С этими словами он вышел, и Машенька осталась одна. Неизвестно, собирала ли она свои рассеянные чувства и о чем она думала, когда недвижно просидела все долгое время, пока враги-соседи объяснялись. Такою же неподвижной пребывала она, когда в избу вошли Петр Трифоныч, Илья Петрович и Ильичевский. Веселым голосом старый Барсуков заговорил:
– Ну, Марья, видно, быть не по-вашему и не по-нашему, а выходить тебе за Ильичевского.

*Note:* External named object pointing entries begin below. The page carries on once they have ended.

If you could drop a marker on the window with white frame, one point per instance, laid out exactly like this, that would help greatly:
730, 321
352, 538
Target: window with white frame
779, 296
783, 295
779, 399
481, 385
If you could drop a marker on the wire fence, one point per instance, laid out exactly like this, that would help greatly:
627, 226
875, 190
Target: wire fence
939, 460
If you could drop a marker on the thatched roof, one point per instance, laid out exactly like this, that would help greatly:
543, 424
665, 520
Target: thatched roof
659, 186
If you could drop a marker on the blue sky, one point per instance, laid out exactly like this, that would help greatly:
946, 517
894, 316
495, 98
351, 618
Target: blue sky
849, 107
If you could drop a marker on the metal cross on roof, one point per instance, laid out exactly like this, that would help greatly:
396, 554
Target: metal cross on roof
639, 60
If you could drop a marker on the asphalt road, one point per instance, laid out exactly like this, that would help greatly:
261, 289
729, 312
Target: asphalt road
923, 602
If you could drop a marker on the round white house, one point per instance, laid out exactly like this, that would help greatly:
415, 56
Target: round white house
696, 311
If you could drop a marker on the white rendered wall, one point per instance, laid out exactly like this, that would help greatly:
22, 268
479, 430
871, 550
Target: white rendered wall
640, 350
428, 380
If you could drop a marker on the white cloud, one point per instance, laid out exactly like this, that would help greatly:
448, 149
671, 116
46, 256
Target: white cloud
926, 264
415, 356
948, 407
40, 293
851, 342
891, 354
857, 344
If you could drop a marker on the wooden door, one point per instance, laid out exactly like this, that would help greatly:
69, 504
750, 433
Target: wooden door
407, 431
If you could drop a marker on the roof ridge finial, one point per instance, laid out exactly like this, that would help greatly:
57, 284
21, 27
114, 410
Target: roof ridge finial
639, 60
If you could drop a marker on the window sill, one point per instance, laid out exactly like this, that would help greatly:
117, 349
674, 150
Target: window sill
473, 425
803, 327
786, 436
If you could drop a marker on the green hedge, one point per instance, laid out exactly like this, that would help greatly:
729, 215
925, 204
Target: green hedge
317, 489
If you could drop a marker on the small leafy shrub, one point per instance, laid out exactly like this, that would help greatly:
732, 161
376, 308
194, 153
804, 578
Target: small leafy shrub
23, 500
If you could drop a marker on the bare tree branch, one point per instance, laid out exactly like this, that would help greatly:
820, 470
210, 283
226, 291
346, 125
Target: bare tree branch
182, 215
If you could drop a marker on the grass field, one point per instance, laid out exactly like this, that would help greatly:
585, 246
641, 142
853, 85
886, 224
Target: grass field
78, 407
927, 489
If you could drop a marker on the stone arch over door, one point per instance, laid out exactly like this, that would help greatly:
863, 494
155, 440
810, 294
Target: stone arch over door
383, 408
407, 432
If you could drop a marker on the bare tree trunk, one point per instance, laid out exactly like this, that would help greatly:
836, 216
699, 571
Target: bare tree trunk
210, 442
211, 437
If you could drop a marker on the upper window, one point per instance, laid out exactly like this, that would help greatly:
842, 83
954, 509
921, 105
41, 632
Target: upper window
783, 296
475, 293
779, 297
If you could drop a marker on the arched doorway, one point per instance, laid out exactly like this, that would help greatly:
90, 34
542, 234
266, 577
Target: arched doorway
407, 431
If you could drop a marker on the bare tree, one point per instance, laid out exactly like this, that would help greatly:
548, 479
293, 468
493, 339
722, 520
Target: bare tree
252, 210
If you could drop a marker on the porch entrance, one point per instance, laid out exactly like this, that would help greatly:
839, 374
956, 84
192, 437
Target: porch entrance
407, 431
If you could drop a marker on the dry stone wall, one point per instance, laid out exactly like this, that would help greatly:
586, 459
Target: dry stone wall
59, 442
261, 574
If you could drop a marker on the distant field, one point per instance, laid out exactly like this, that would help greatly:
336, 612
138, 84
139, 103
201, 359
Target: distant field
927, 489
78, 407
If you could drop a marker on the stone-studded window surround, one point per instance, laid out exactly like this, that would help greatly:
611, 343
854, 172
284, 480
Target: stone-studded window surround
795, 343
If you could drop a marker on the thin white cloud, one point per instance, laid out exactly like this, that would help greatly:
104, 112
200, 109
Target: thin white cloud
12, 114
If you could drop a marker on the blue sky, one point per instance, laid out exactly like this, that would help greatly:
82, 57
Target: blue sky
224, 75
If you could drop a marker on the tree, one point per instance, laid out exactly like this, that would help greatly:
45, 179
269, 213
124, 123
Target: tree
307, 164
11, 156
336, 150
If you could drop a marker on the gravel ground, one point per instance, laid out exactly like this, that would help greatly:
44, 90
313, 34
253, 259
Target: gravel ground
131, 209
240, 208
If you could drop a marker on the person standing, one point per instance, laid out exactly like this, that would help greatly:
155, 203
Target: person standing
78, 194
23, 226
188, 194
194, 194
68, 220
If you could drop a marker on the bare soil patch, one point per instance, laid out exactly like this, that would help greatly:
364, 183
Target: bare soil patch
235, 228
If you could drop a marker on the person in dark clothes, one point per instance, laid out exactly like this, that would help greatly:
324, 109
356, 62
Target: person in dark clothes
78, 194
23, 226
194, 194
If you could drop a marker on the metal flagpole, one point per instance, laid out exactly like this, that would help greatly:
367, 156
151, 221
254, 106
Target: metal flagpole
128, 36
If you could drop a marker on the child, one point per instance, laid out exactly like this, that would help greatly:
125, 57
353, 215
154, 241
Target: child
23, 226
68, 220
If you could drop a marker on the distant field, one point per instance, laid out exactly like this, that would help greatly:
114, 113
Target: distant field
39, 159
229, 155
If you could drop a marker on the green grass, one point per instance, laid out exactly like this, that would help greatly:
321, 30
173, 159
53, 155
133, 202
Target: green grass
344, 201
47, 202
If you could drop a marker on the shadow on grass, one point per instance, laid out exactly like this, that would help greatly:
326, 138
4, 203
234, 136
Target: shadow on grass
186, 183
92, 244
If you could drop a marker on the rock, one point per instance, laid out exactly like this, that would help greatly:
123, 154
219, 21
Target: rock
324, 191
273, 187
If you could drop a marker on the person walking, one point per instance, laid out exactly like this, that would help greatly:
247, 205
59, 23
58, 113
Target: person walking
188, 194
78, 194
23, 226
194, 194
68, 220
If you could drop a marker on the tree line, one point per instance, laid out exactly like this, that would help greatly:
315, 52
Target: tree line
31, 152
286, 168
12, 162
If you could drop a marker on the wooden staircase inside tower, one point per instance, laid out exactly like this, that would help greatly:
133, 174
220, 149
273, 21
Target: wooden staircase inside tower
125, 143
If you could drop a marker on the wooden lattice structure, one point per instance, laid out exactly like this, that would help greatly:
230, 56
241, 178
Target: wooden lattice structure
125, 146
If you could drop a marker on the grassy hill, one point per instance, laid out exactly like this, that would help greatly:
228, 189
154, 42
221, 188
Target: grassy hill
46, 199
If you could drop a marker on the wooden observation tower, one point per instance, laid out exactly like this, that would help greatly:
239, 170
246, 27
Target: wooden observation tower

– Я не пойду, – тихо ответила Машенька.
Отец оглянулся, будто ослышался, потом заорал:
– В беседки бегать, на постоялых дворах сидеть обнявшись – это твое дело, а под венец идти – нет? Плетью погоню! Даром, что ли, я с ним, еретиком, помирился?
– Он обманщик, – еще тише молвила Маша.
Старик рассмеялся:
– Слышали это! Машкарадом недовольна? Так что ж ты хочешь, чтобы все мы были перестреляны, а ты у разбойников в лапах сидела? Так суженый твой, поверь, и так разбойник изрядный.
Тогда выступил Григорий Алексеевич, взял Марью Петровну за руку и сказал:
– Неужели за минуту необходимой хитрости ты забыла все клятвы, поцелуи, сладкие часы любви – все, все? Верным другом и рабом буду я тебе. Неужели сердце в тебе одеревенело? – И он заплакал.